The energy options most needed, at this time, are high-energy density, unlimited, and clean. Nuclear (fission) energy is a temporary option. Its production cost is competitive with other sources, the fuel availability is unlimited, and the source energy density is roughly a million times larger than its closest competitor. Unfortunately, this form of nuclear energy generates radioactive components with lifetimes measured in tens to hundreds of thousand of years. It is not clean, and it can only be made tolerable.
Nuclear (fusion) energy is one of the most promising sources for an unlimited timeframe and very economical fuel costs. For example, one gallon of seawater can produce energy approximately equal to 300 gallons of gasoline energy. It is a viable alternative, with long-term potential, and is, perhaps, the only nuclear option with an acceptable downside, due to its substantially reduced radioactive nature and, when using advanced fuels, minimal radioactive bi-products. Fusion energy is what powers the stars in the universe, like our sun, on a daily basis.
The production of fusion energy on earth was demonstrated, half a century ago, in the form of the hydrogen bomb. Unfortunately, controlled fusion has yet to produce a sustained, net-energy reaction demonstrating its technical feasibility. There are many technical reasons for this. Most are related to the specific choice of the confinement system and the method for implementing the reaction. Conventional approaches for producing fusion power are based on magnetic confinement (i.e. ITER), or inertial confinement (i.e. NIF), which are too expensive and highly inefficient, with a scientific gain of 1 to 5. The real gain for this technology may be a dream of the distant future.

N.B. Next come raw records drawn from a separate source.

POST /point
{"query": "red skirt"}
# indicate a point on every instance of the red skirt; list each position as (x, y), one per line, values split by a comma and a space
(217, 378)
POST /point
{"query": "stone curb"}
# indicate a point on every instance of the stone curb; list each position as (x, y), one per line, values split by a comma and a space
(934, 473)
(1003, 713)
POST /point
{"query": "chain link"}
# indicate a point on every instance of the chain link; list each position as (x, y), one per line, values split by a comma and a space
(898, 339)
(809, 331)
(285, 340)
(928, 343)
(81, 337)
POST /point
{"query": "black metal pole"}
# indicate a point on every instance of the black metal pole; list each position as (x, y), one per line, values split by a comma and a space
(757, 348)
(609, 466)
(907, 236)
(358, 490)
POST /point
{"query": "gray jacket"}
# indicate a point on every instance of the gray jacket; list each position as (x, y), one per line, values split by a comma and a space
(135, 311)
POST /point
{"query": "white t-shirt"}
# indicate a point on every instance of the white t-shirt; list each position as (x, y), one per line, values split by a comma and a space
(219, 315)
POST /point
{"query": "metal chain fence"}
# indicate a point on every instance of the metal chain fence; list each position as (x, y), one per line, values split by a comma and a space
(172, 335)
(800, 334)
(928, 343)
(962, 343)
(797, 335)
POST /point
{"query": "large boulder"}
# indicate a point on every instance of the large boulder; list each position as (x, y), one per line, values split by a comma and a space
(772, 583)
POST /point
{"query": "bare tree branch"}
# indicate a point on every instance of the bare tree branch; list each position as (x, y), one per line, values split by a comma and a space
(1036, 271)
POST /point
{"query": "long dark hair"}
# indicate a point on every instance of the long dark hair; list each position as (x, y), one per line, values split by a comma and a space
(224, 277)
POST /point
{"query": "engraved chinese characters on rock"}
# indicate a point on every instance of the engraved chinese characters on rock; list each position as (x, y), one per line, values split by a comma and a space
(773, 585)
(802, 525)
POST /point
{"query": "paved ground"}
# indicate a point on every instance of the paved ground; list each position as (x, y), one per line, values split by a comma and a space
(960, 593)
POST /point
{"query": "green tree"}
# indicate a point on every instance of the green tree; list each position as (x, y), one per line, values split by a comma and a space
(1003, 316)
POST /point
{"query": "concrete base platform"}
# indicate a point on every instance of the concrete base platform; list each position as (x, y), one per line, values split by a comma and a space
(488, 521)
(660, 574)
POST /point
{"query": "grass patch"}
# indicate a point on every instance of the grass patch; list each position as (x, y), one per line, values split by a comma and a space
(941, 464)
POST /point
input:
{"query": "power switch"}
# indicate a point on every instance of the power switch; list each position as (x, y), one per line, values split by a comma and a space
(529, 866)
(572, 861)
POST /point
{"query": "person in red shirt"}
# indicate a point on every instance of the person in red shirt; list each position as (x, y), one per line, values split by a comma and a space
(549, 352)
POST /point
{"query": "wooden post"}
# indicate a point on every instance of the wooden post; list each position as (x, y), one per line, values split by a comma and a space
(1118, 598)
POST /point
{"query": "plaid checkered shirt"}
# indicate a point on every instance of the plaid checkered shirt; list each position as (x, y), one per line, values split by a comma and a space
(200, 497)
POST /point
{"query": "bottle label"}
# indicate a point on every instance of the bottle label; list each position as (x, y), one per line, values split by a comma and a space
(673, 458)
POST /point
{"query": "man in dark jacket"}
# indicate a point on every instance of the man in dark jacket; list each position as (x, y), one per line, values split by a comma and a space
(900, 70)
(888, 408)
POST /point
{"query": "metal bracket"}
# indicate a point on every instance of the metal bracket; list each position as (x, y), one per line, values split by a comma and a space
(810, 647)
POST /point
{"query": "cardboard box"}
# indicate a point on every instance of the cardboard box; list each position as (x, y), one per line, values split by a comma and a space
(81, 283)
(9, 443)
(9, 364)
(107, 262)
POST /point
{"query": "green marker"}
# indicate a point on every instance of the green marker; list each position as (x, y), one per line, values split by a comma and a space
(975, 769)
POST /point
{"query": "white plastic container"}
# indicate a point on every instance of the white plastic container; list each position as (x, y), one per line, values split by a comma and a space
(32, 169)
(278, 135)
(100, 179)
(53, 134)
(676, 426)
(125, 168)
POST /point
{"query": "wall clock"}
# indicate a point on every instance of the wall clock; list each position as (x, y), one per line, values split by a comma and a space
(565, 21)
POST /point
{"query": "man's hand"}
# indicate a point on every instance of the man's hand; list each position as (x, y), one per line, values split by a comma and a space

Recently, a new fusion energy concept has emerged, based on a well-established, physical principle that does have the potential for producing a substantial net-energy gain reaction. It has been studied at the University of California, Irvine, for the past two decades, and is called magneto-inertial fusion (MIF) in a staged Z-pinch.
Present theoretical, computational, and experimental understanding predicts that the basic requirements for producing an amount of nuclear energy greater than what is used to assemble the reaction can be accomplished with this model. State of the art simulation predicts a real gain of 10 to 100 from a machine much smaller than either ITER or NIF.